El rechazo conjunto de PP y Junts paraliza las reformas planteadas por el PSOE y el PNV en la Mesa del Congreso, prolongando la vida de una de las normas más longevas del franquismo.
La reforma de la Ley de Secretos Oficiales, una asignatura pendiente de la democracia española desde hace décadas, ha vuelto a encallar en el laberinto parlamentario. A pesar de los intentos del Gobierno (PSOE) y del PNV por actualizar una normativa que data de 1968, la pinza conformada por el Partido Popular y Junts ha frenado en seco el avance de los proyectos en la Mesa del Congreso.
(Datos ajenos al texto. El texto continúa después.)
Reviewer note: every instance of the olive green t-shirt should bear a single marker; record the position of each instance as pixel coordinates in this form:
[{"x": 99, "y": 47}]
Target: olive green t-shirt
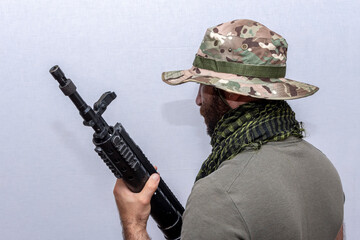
[{"x": 285, "y": 190}]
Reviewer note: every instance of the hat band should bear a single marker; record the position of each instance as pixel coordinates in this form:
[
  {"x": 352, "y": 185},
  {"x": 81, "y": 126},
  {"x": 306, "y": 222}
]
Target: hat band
[{"x": 239, "y": 68}]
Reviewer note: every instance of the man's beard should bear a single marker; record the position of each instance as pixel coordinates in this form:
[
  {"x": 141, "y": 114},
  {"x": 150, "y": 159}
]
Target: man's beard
[{"x": 213, "y": 111}]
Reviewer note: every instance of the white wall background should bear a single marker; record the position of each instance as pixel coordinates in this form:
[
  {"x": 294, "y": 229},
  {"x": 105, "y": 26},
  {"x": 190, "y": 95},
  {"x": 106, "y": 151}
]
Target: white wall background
[{"x": 52, "y": 184}]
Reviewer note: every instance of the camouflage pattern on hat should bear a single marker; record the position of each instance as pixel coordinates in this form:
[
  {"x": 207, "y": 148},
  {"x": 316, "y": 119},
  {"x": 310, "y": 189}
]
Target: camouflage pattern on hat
[{"x": 231, "y": 47}]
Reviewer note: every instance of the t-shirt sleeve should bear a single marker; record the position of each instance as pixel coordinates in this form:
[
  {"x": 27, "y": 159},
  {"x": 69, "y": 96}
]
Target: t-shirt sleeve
[{"x": 211, "y": 214}]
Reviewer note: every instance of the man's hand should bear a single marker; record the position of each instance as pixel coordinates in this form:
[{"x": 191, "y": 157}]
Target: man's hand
[{"x": 134, "y": 208}]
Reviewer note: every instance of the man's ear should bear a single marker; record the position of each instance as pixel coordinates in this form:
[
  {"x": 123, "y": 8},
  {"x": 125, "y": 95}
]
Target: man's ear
[{"x": 236, "y": 100}]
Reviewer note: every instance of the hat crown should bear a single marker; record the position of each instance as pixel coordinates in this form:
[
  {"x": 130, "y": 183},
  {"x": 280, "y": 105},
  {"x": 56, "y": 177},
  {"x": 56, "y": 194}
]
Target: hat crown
[{"x": 244, "y": 41}]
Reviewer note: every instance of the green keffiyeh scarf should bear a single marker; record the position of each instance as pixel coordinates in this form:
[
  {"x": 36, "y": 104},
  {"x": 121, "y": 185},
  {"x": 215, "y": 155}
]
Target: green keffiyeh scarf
[{"x": 249, "y": 126}]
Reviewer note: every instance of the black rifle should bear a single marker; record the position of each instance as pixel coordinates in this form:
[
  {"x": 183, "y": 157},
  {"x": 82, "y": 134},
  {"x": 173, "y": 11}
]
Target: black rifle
[{"x": 124, "y": 158}]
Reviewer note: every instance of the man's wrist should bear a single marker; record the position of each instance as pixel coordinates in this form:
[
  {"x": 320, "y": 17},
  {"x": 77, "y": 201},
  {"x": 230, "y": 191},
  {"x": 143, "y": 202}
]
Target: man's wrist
[{"x": 134, "y": 230}]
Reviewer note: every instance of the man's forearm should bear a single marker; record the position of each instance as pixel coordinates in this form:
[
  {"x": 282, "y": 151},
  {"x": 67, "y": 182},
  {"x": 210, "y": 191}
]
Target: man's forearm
[{"x": 135, "y": 232}]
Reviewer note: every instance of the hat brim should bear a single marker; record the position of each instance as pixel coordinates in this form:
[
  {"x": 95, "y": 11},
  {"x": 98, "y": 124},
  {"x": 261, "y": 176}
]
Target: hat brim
[{"x": 264, "y": 88}]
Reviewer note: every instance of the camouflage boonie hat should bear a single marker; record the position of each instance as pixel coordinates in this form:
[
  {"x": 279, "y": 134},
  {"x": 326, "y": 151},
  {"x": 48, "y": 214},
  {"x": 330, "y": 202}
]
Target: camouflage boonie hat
[{"x": 243, "y": 57}]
Una ley de la era franquista en pleno 2026
La normativa actual, firmada por Francisco Franco, no establece plazos automáticos para la desclasificación de documentos, lo que permite que asuntos de Estado de hace más de 50 años permanezcan bajo llave de forma indefinida. Las propuestas presentadas buscaban:
- Establecer plazos de caducidad: El PSOE proponía un máximo de 50 años para secretos de Estado, mientras que el PNV abogaba por un límite de 25 años.
- Transparencia democrática: Facilitar el acceso a historiadores y ciudadanos a documentos clave de la Transición y la dictadura.
- Alineación europea: Adaptar los estándares de seguridad y transparencia a los del resto de la OTAN y la UE.
La estrategia del freno en la Mesa
El bloqueo no se ha producido mediante una votación directa en el pleno, sino a través de una maniobra técnica en la Mesa del Congreso. Según fuentes parlamentarias, las reformas están siendo «congeladas» deliberadamente para evitar que lleguen a la fase de debate, donde se enfrentarían a enmiendas de totalidad.
| Actor Político | Postura / Motivo del Bloqueo |
| PSOE / PNV | Impulsores de la reforma; buscan modernizar la ley y cumplir hitos de regeneración democrática. |
| PP | Se opone por considerar que la reforma podría comprometer la seguridad nacional en el contexto geopolítico actual. |
| Junts | El veto responde a una desconfianza estratégica y a la exigencia de mayores contrapartidas en la transferencia de competencias sobre información clasificada. |
«Es una anomalía democrática que en 2026 sigamos regidos por una ley redactada antes de la Constitución», señalan fuentes del PNV, quienes lamentan que los intereses partidistas de corto plazo impidan un consenso de Estado.
Un futuro incierto
Con este escenario, la reforma queda en un «limbo» legislativo. Mientras la Mesa siga ampliando los plazos de enmiendas o bloqueando su paso a comisión, España continuará siendo uno de los pocos países de su entorno sin una ley de información clasificada adaptada a los estándares de transparencia del siglo XXI.